Si deve essere dunque coraggiosi ma anche concreti. E poi, chiari. Nel senso di offrire un quadro trasparente a operatori e cittadini anche attraverso la rimozione dei «vincoli che tuttora rallentano la realizzazione dei programmi di investimento». Se ne risentirà pochi minuti dopo l’eco nelle parole di Mascherin, che insiste nell’invocare «strategie per liberare le energie economiche del nostro Paese, per favorirne la crescita, per dare regole che al contempo non ne mortifichino gli slanci». Con la richiesta, chiara e ispirata appunto alla concretezza, di «semplificare la vita» degli imprenditori e dei cittadini in generale. Uno Stato più efficace, capace di «programmi operativi chiari», è il cruccio soprattutto del procuratore generale Avoli. Che ne vede l’antitesi nella «lentezza dei processi decisionali», nella «proverbiale dissonanza fra progetti e capacità di metterli in pratica» e nella «mancanza della cultura della tempistica nel raggiungimento degli obiettivi».

Da quel «terreno» di stasi trovano alimento i «virgulti» della «corruzione» e della «evasione ed elusione fiscale». È un passaggio concettualmente rilevantissimo: non un alibi per l’illegalità, ma la sua radiografia di fenomeno germogliato sull’inefficienza del sistema.
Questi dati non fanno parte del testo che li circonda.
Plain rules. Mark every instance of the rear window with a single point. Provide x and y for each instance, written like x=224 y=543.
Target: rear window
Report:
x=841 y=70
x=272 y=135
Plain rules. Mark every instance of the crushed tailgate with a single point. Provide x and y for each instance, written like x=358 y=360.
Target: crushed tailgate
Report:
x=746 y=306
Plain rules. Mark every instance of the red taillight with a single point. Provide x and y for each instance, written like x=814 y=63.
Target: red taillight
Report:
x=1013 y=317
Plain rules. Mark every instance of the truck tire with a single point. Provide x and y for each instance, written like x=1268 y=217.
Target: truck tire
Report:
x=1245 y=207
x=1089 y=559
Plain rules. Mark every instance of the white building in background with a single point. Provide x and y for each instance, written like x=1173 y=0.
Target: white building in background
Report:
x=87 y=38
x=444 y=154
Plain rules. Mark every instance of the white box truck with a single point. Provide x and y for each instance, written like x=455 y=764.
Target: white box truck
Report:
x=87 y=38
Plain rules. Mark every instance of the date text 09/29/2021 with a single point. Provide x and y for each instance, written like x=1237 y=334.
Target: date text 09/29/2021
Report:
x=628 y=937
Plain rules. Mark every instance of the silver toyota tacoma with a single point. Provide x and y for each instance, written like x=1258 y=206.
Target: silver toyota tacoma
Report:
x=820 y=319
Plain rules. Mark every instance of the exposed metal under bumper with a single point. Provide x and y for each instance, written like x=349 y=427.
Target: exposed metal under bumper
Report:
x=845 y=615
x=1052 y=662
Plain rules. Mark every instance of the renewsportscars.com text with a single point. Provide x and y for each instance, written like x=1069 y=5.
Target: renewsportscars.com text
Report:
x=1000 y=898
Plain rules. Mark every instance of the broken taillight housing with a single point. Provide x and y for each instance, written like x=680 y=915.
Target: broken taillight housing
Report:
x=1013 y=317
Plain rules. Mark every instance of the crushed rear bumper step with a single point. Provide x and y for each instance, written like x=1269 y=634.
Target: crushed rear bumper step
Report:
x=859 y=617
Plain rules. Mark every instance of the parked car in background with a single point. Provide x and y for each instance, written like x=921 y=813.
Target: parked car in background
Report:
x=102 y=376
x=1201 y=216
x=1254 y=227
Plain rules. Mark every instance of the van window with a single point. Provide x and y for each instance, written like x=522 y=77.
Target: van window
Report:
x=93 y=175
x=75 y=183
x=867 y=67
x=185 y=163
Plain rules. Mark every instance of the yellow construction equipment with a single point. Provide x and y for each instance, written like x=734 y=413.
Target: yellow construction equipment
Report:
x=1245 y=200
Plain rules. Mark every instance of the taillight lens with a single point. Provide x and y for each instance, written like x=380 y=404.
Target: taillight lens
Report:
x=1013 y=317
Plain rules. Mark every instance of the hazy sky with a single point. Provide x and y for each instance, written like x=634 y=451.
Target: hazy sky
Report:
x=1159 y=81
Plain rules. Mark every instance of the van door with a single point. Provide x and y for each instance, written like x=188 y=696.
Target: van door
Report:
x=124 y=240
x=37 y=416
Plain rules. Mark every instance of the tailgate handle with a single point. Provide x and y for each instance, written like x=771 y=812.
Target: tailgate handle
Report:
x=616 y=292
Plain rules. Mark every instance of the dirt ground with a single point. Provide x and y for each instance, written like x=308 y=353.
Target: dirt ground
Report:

La pensa così pure il presidente degli avvocati, che ricorda subito dopo il pg come «semplificare» significhi anche «combattere corruzione e forme organizzate di illegalità, togliendo nutrimento a chi offre illecite scorciatoie alle affaticanti procedure pubbliche». C’è una linea lungo la quale i presidenti Buscema e Mascherin sembrano parlare da fronti lontani: quella della competenza e dei suoi costi. Secondo il vertice della Corte dei Conti la «selettività» e l’efficacia di cui parla anche Avoli sono condizionate dalla capacità dell’amministrazione di individuare al proprio interno «forti competenze tecnico- professionali» per «negoziare con le controparti private» e riuscire così a tutelare «efficacemente l’interesse pubblico».

Mascherin ricorda a propria volta quanto sia importante, quando le professionalità a cui si ricorre sono esterne all’amministrazione, cercare la «necessaria qualità» senza «mortificare la dignità dei lavoratori autonomi con bandi che prevedano compensi a zero euro». In fondo però anche qui si torna al principio di «selettività» della spesa fissato da Buscema: se l’investimento è necessario, vale la pena spendere, anche quando si tratta di pagare un professionista. Insomma, la strada è tracciata in modo condiviso da tutti gli attori della giurisdizione, anche nell’ambito contabile. Si tratta di capire se la ritualità degli appelli inaugurali non finirà confusa dalla politica, con imperdonabile disonestà intellettuale, in una scontata predica nel deserto.